Mendekati akhir tahun lalu, saya lebih banyak menghabiskan waktu untuk membaca daripada menulis. Dalam tiga bulan terakhir di 2013, saya hanya menyelesaikan satu cerpen. Terakhir, saya sedang menulis satu cerpen baru dan sampai sekarang belum kelar-kelar. Sudah satu bulan sejak saya mulai menulis cerpen tersebut. Buat saya, ini mengkhawatirkan. Entah mengapa, tiba-tiba saya merasa sangat berhati-hati saat menulis bagian demi bagian cerpen itu. Saya takut cerpen yang saya tulis jelek. Ketakutan seperti ini tidak pernah hinggap di kepala saya sebelumnya. Ya, kadang-kadang saya merasa khawatir dengan apa yang saya tulis. Saya khawatir cerita yang saya tulis kurang bagus, tapi tidak sampai takut dan terbebani seperti saat ini. Sekali lagi, buat saya ini mengkhawatirkan.
Saya mencoba mencari tahu apa sebabnya. Mengapa saya menjadi terlalu berhati-hati saat menulis dan seperti terbebani. Saya jadi tidak percaya diri. Saya jadi sangat perhitungan. Setelah saya telusuri, ternyata salah satu penyebabnya adalah: saya dihantui oleh buku-buku yang saya baca. Saya takut, cerita yang saya tulis tidak sebagus buku-buku tersebut. Dan semakin banyak membaca, semakin sulit saya menulis.

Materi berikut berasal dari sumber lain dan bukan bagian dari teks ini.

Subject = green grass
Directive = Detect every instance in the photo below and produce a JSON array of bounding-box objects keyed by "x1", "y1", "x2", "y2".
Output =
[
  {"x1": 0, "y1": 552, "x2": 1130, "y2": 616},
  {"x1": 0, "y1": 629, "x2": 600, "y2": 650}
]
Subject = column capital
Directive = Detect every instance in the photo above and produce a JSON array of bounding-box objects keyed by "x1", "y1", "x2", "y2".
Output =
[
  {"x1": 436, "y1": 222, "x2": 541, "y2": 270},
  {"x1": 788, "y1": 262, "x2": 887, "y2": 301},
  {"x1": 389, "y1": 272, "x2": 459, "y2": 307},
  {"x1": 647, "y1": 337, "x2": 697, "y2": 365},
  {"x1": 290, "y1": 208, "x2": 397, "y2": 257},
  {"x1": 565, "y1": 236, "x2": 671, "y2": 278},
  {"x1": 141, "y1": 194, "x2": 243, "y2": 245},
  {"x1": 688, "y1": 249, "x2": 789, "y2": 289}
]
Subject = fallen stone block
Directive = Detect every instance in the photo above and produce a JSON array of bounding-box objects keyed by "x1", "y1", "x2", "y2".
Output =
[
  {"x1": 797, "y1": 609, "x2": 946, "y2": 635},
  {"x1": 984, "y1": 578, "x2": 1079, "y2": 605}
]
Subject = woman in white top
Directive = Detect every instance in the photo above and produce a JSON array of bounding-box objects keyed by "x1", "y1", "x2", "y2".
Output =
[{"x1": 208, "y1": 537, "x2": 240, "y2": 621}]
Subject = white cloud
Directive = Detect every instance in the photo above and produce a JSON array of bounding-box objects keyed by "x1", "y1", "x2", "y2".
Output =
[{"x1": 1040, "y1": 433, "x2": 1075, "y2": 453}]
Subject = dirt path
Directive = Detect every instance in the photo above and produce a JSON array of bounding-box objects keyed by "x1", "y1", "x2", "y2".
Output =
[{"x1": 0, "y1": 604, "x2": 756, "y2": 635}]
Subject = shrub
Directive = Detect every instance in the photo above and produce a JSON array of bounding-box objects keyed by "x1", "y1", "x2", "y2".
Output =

Beberapa minggu sebelum menulis catatan ini, saya bertemu dengan seorang penulis cum editor, sebut saja namanya Aomame. Saya dan Aomame berbincang-bincang di suatu pagi hari di sebuah minimarket semi kedai (saya menyebutnya semi kedai karena di teras minimarket itu terdapat kursi-kursi dan meja). Kami berbincang-bincang tentang banyak hal, salah satunya adalah seperti yang saya tulis pada catatan ini. Saya bilang kepada Aomame, saya merasa sulit menulis dan saya menduga itu karena buku-buku yang saya baca. Aomame menjawab dengan beberapa kalimat yang bisa saya persingkat menjadi demikian: ada masanya kau harus berhenti membaca.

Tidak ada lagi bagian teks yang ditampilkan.